Ora Chiappendino fa i conti col passato
Riportiamo l’articolo pubblicato su “Lo Spiffero” il 4 ottobre 2017
Saranno fischiate le orecchie a Sergio Chiamparino mentre nel suo ufficio di piazza Castello metteva a punto gli ultimi dettagli in vista dell’assemblea dei soci della Fondazione del Libro di Torino. Non lo ha mai citato Chiara Appendino nel suo j’accuse contro i “trent’anni di squilibri finanziari” che hanno sconquassato i conti di Palazzo Civico, ma risulta difficile non trovare un riferimento diretto alla sua gestione finanziaria della città. Un decennio di sviluppo urbanistico, culturale e turistico, prodotto a suon di debiti. E così non è un caso che sia proprio l’inquilino di piazza Castello il primo a rispondere alla sua dirimpettaia rivendicando i risultati della sua amministrazione: quei trent’anni “hanno visto la trasformazione della città che conosciamo, e i cui effetti vorremmo continuare a vedere e a sviluppare, con le necessarie innovazioni”.

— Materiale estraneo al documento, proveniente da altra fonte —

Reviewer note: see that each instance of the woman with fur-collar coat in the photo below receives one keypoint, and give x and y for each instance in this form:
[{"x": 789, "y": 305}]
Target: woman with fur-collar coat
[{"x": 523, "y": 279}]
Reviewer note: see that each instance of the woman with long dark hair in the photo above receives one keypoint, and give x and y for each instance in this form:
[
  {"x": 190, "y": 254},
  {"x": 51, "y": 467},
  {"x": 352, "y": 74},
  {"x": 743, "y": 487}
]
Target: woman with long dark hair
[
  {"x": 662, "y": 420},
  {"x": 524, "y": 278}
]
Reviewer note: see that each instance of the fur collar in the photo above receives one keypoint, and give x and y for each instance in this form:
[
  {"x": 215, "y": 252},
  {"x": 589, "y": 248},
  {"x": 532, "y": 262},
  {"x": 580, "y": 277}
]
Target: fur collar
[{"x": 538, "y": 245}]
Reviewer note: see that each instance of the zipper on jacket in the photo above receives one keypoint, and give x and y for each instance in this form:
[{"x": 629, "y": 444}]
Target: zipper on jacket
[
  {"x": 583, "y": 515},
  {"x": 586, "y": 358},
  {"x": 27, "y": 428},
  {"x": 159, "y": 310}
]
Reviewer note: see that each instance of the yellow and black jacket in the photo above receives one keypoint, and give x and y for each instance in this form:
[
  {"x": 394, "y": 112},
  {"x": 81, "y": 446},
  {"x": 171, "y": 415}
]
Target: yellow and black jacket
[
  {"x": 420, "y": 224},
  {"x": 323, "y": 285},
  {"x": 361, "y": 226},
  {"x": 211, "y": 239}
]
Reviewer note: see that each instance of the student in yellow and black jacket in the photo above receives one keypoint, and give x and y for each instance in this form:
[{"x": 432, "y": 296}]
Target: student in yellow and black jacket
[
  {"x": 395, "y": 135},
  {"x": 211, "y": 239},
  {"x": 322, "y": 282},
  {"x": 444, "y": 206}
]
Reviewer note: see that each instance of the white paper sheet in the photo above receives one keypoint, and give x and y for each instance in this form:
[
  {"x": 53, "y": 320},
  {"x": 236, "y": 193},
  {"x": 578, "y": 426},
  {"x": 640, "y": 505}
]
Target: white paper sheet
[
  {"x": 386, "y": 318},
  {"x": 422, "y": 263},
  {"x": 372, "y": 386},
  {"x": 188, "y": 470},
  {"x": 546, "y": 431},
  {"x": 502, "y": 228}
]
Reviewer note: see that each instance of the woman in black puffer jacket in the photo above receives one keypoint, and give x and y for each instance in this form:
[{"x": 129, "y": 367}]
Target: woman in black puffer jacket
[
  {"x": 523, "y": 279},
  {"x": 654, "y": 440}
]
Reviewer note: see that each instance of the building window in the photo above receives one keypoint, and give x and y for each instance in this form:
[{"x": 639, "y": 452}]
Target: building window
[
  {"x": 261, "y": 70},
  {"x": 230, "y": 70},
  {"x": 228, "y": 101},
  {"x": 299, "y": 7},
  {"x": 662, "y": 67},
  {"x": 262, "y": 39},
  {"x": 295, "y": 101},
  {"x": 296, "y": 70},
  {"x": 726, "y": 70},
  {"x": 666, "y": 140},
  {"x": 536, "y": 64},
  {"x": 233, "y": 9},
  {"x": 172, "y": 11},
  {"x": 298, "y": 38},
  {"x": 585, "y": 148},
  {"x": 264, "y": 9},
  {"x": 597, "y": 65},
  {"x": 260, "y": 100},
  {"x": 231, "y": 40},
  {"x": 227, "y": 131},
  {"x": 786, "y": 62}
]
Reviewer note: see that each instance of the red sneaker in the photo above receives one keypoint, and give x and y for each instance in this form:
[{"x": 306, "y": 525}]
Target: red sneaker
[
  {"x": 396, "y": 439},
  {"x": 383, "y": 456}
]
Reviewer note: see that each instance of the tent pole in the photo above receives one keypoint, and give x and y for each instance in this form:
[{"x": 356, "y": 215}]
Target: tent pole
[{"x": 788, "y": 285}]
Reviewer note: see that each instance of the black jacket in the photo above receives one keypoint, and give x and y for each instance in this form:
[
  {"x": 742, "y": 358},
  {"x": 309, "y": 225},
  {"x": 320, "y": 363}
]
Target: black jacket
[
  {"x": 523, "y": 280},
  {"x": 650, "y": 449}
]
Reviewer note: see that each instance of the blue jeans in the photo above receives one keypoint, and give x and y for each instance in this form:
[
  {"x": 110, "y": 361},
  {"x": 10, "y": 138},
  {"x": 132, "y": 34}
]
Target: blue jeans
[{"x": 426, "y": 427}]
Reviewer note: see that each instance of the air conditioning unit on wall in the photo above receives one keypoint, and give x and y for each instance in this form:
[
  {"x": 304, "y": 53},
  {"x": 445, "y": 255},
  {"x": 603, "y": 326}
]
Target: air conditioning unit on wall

In una nota l’ex primo cittadino, oggi a capo della Regione Piemonte rivendica i risultati ottenuti dalla stagione caratterizzata dalle giunte di Valentino Castellani, sua e di Piero Fassino. Un arco di tempo in cui “si sono realizzate la prima e attuale unica linea di metropolitana funzionante a Torino; il passante ferroviario e la relativa copertura, il raddoppio del Politecnico, la riqualificazione del Quadrilatero romano e di larga parte dei mercati rionali della città, nuovi parcheggi come Piazza Vittorio e Piazza San Carlo che hanno consentito la pedonalizzazione del centro storico con i benefici che tutti possono constatare e di cui tutti possono usufruire. Abbiamo, inoltre, avviato il recupero delle Ogr, riaperto musei che erano chiusi da tempo immemore, come Palazzo Madama, contribuito alla trasformazione di musei come l’Egizio e il Museo del Cinema, aperto musei nuovi come il Mao, realizzato il termovalorizzatore, senza il quale Torino forse avrebbe conosciuto qualche turbolenza dal punto di vista della gestione dei rifiuti”. Non solo. Chiamparino rivendica naturalmente le Olimpiadi, “che forse hanno dato un certo contributo alla proiezione internazionale e alla crescita del turismo della nostra città. Oltretutto è probabile che senza questo massiccio impegno di risorse pubbliche, sarebbero stati ben più pesanti gli effetti della crisi industriale che abbiamo subito, e da cui non siamo ancora completamente usciti”. Quindi, conclude Chiamparino, “chiedo alla sindaca a quali di queste opere si sarebbe dovuto rinunziare per non generare squilibri strutturali”.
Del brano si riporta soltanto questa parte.